岩木川でも考えてみる 
「 ダ ム の 緊 急 放 流 」と は

 
「緊急放流」がはじまると川の水量が増してきます。
より安全となる避難行動をとりましょう。
 
 (その1)から前回までに”ダムの3つの状態”と”計画や想定内の範囲でダムの運用”をみてきました。
 
 次に、計画や想定を超える洪水のときのダム運用をみてみましょう。
■ 計画や想定を超える洪水での運用は以下のとおりとなります。
      
  ① 洪水がはじまり、計画の量になるまでは(A)の状態をとります。
    (ダム水位は一定)
  ② 洪水でどんどん水量が増えダムに流れ込む量が増えると規定の放流量を放流し多
    くの洪水をため込みます。(B)の状態です。

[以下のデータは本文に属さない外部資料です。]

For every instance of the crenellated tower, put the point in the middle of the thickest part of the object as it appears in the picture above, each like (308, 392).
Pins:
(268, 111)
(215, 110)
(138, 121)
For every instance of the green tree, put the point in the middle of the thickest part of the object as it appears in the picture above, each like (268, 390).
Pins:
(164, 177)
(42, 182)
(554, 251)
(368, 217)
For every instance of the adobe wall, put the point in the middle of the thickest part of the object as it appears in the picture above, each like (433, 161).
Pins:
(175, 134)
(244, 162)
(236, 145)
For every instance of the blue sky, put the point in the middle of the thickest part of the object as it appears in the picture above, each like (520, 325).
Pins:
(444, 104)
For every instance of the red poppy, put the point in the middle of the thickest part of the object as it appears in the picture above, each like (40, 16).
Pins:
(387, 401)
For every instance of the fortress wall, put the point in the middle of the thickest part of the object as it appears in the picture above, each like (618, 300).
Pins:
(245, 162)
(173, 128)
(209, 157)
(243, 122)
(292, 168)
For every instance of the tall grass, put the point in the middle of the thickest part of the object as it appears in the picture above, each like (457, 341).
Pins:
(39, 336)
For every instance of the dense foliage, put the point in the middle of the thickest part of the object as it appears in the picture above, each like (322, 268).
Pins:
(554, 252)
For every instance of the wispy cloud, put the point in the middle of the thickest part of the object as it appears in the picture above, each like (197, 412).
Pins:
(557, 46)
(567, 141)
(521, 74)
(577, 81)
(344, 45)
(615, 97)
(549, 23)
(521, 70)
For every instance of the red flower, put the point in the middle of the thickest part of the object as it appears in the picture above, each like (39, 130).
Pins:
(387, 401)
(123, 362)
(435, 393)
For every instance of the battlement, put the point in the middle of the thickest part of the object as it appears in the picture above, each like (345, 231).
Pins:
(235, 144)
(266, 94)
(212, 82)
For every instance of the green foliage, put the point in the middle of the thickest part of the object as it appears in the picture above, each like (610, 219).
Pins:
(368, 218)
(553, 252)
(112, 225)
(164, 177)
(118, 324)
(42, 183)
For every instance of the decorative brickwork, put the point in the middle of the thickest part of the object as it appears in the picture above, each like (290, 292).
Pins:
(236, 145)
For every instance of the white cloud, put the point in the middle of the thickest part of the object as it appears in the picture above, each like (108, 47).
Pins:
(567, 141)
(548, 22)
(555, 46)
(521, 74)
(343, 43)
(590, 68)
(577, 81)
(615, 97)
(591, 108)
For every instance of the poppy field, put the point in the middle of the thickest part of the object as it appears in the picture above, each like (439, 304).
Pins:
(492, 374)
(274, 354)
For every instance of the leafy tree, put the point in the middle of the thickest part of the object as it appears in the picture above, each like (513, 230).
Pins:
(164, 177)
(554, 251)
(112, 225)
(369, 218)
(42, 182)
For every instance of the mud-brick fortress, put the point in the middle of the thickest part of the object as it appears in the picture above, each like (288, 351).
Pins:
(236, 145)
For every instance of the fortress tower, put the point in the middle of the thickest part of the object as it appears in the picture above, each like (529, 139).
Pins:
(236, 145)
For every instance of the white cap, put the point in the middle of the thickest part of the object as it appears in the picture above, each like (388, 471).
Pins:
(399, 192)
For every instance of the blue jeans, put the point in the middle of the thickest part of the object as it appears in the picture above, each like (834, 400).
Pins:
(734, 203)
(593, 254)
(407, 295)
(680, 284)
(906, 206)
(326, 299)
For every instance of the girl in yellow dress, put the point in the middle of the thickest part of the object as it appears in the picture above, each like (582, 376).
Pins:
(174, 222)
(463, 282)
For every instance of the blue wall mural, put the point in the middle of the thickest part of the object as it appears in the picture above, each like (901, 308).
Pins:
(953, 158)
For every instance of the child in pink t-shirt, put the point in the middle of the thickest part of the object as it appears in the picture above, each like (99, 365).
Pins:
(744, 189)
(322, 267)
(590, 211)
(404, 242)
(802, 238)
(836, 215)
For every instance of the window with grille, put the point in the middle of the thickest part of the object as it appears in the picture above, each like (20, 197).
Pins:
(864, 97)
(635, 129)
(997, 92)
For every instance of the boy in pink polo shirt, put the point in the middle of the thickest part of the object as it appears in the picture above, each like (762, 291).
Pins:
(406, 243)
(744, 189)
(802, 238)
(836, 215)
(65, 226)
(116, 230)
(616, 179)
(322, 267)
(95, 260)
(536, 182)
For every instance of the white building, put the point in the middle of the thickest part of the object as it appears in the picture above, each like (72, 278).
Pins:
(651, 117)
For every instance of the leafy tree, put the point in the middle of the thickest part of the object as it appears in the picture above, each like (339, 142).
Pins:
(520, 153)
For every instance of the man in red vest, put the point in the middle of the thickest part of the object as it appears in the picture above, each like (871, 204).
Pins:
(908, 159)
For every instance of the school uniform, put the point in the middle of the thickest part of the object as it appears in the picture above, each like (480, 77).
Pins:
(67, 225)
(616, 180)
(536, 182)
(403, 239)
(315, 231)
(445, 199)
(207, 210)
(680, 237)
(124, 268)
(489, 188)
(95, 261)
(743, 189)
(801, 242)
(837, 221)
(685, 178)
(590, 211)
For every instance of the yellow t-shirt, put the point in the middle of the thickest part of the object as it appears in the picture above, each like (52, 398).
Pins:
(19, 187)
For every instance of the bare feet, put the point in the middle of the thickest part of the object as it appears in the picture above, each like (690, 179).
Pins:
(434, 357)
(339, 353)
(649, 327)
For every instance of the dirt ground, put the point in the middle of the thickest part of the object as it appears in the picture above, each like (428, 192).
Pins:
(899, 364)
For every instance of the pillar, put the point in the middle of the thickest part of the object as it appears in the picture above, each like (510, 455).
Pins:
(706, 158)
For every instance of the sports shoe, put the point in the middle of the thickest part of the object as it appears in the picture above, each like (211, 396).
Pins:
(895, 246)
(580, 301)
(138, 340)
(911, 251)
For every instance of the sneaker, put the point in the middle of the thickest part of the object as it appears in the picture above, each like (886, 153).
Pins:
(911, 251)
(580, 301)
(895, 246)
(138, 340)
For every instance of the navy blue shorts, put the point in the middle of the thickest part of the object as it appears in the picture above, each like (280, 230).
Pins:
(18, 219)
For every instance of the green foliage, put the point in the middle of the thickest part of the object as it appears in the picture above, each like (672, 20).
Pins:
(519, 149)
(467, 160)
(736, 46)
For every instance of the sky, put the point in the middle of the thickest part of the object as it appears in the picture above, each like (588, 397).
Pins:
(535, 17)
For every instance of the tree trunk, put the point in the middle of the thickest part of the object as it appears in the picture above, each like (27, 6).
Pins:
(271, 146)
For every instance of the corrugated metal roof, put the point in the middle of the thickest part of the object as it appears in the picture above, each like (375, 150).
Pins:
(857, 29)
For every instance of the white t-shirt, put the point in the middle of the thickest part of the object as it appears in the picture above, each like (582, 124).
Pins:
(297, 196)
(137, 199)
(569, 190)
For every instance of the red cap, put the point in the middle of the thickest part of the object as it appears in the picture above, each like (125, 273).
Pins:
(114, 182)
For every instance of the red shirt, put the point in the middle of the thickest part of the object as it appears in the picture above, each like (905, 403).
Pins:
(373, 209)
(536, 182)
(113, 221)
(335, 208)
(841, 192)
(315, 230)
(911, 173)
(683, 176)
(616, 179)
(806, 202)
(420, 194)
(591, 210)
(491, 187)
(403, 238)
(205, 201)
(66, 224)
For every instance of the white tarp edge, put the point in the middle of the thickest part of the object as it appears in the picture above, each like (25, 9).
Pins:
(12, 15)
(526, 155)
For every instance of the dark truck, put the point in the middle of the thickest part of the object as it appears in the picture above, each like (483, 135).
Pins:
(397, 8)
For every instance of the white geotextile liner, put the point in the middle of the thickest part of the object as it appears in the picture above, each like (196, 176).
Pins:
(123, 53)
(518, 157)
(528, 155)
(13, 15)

後半の放流量の増加は吹き出しの解
    説のとおりです。
    (ダム水位は上昇)
  ③ 放流量を増やし、流入量と同一になった後は(A)の状態にして、ダムの水位を
   一定に保ちます。
  ④ 下流の河川の洪水がおさまってから(C)の状態に移ります。
     (ダム水位は降下)
 
 洪水のうち、流入量と放流量の差をダムに貯留していっても計画や想定の容量に収ま
る洪水は、大きな問題になりませんが、想定を超える洪水が襲来したときには、ダムの頂上から越流してしまうという心配がでてきます。そこでダム毎に決められた異常洪水防災操作開始水位といって、この水位に達したときに各々のダムでは緊急放流に移行してダム貯水位を危険な水位に達しないようにするために操作する必要があります。
 
 
 
 ダムから放流される放流水は、グラフのとおり、(B)の状態は継続するものの、急激に放流量が増えるため緊急放流により河川へ流れ下る洪水は増量することになります。
 ですので、緊急放流がある河川では洪水被害を受ける可能性のある箇所からより安全な場所への避難行動をとることが重要になる。ということになります。
 
 「緊急放流」は、放流量を増してダム水位の上昇を抑える操作ですが、ダムに流入する流入量を超えて(C)の状態にして)放流しているものでないため、ダムの無い”原始河川の状態に近づけている”とも言える運用です。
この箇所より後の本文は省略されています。